Я работаю над проектом на своем рабочем месте, и у меня возникают некоторые проблемы с анализом дерева решений.Это не домашнее задание.Образец набора данных
PRODUCT_SUB_LINE_DESCR MAJOR_CATEGORY_DESCR CUST_REGION_DESCR
SUNDRY SMALL EQUIP NORTH EAST REGION
SUNDRY SMALL EQUIP SOUTH EAST REGION
SUNDRY SMALL EQUIP SOUTH EAST REGION
SUNDRY SMALL EQUIP NORTH EAST REGION
SUNDRY PREVENTIVE SOUTH CENTRAL REGION
SUNDRY PREVENTIVE SOUTH EAST REGION
SUNDRY PREVENTIVE SOUTH EAST REGION
SUNDRY SMALL EQUIP NORTH CENTRAL REGION
SUNDRY SMALL EQUIP MOUNTAIN WEST REGION
SUNDRY SMALL EQUIP MOUNTAIN WEST REGION
SUNDRY COMPOSITE NORTH CENTRAL REGION
SUNDRY COMPOSITE NORTH CENTRAL REGION
SUNDRY COMPOSITE OHIO VALLEY REGION
SUNDRY COMPOSITE NORTH EAST REGION
Sales QtySold MFGCOST MarginDollars new_ProductName
209.97 3 134.55 72.72 no
-76.15 -1 -44.85 -30.4 no
275.6 2 162.5 109.84 no
138.7 1 81.25 55.82 no
226 2 136 87.28 no
115 1 68 45.64 no
210.7 2 136 71.98 no
29 1 18.85 9.77 no
29 1 18.85 9.77 no
46.32 2 37.7 7.86 no
159.86 1 132.4 24.81 no
441.3 2 264.8 171.2 no
209.62 1 132.4 74.57 no
209.62 1 132.4 74.57 no
1) У моего дерева только два узла, и вот почему
>summary(tree_model)
Classification tree:
tree(formula = new_ProductName ~ ., data = training_data)

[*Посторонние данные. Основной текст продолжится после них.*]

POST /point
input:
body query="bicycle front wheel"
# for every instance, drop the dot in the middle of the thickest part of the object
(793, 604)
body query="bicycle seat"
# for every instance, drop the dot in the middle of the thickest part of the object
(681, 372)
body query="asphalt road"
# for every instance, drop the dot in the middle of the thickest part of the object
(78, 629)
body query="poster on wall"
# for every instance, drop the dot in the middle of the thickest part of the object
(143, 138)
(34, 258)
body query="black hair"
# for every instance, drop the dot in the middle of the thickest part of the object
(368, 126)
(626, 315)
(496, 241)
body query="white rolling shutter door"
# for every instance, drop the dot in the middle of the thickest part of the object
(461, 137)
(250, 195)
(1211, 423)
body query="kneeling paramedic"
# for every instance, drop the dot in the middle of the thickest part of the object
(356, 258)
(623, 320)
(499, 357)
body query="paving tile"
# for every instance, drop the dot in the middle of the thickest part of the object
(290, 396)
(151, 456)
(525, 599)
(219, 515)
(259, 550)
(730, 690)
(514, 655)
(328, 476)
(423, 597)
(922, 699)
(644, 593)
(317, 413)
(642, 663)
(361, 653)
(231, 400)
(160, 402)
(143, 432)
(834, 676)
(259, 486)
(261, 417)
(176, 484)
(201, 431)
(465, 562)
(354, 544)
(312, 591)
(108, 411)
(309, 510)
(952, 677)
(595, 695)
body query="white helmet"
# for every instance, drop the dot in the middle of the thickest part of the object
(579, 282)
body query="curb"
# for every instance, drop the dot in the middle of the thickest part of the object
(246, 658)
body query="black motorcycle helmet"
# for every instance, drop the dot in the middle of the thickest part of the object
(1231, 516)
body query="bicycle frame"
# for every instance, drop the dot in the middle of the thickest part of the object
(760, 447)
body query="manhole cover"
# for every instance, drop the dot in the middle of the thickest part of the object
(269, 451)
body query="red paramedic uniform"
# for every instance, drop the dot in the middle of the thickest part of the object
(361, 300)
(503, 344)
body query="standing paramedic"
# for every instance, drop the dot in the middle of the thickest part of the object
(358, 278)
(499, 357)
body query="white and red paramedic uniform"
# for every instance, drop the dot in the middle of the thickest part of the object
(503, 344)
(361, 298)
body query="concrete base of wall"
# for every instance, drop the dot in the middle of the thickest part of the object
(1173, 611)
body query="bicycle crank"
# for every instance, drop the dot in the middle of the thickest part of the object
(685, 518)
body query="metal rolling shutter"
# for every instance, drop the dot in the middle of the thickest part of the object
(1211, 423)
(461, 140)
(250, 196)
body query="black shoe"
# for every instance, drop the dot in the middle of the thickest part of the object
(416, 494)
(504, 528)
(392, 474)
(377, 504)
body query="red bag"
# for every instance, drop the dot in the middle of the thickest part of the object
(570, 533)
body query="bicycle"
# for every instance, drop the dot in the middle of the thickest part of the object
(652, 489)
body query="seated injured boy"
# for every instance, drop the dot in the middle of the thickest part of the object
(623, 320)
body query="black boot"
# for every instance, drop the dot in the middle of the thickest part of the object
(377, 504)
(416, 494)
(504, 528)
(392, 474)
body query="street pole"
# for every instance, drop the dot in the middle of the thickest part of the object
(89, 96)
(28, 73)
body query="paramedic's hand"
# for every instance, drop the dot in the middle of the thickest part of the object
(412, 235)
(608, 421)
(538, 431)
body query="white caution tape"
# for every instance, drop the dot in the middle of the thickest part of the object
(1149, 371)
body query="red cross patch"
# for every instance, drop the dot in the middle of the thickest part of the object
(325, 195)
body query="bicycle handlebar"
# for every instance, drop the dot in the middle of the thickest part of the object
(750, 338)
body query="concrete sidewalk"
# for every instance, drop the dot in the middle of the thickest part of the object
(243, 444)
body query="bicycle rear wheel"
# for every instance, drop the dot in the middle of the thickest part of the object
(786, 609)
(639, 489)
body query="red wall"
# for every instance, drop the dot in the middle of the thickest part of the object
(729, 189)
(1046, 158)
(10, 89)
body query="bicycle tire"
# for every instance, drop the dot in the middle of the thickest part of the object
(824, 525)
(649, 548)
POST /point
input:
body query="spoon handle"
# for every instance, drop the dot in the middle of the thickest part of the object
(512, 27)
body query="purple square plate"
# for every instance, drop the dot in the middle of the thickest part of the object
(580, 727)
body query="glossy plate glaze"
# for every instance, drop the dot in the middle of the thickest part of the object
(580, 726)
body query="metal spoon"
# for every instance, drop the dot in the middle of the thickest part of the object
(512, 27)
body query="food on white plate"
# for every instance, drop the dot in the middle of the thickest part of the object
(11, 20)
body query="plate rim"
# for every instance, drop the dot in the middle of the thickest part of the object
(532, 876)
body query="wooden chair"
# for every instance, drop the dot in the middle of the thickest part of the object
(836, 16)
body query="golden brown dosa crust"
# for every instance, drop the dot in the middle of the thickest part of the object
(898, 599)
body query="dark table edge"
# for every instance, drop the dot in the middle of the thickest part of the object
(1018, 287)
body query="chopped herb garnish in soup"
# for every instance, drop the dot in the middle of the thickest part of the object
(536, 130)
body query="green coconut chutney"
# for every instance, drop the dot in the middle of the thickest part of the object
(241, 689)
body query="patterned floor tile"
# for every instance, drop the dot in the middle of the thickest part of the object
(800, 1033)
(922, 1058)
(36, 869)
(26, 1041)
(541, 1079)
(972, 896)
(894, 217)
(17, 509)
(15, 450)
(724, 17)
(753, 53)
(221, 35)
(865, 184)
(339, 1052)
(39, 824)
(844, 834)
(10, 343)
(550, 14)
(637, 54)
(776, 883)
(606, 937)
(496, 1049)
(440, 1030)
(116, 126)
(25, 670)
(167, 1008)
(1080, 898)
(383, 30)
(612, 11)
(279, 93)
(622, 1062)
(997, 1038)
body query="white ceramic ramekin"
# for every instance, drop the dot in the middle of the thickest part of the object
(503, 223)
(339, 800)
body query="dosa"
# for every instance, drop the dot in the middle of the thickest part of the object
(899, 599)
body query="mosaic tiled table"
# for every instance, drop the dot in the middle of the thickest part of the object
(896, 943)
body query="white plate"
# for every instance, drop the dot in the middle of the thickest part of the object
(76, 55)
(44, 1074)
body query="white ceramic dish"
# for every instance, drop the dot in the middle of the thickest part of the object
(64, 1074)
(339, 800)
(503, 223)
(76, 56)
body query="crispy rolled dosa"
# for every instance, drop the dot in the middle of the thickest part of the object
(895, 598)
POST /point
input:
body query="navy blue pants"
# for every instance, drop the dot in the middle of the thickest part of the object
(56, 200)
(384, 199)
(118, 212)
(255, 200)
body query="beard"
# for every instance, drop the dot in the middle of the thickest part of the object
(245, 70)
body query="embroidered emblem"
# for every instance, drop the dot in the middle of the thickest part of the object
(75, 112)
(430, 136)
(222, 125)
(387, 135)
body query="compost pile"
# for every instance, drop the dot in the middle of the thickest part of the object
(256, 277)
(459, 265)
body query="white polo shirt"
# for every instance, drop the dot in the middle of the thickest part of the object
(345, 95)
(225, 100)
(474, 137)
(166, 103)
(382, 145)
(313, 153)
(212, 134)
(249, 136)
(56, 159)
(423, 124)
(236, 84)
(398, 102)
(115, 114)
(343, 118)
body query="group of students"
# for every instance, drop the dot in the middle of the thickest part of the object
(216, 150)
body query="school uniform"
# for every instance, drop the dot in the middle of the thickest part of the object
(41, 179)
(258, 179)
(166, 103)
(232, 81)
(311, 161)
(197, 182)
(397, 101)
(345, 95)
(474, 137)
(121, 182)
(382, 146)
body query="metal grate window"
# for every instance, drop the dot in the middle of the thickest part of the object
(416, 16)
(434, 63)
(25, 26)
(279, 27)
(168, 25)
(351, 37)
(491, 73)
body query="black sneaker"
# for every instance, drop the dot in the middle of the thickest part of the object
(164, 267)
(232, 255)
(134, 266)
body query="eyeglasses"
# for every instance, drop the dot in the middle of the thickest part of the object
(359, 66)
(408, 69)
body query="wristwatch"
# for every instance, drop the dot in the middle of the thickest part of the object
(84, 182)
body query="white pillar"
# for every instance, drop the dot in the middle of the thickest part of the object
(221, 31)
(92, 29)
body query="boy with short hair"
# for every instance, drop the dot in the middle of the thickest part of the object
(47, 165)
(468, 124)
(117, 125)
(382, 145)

Variables actually used in tree construction:
[1] "PRODUCT_SUB_LINE_DESCR"
Number of terminal nodes: 2
Residual mean deviance: 0 = 0 / 41140
Misclassification error rate: 0 = 0 / 41146
2) Я создал новый фрейм данных, в котором есть только факторы с уровнем ниже 22уровень.Есть один фактор с 25 уровнями, но tree () не выдает ошибку, поэтому я думаю, что алгоритм принимает 25 уровней
>str(new_Dataset)
'data.frame': 51433 obs. of 7 variables:
$ PRODUCT_SUB_LINE_DESCR: Factor w/ 3 levels "Handpieces","PRIVATE
LABEL",..: 3 3 3 3 3 3 3 3 3 3 ...
$ MAJOR_CATEGORY_DESCR : Factor w/ 25 levels "AIR ABRASION",..: 23 23 23
23 21 21 21 23 23 23 ...
$ CUST_REGION_DESCR : Factor w/ 7 levels "MOUNTAIN WEST REGION",..: 3
6 6 3 5 6 6 2 1 1 ...
$ Sales : num 210 -76.2 275.6 138.7 226 ...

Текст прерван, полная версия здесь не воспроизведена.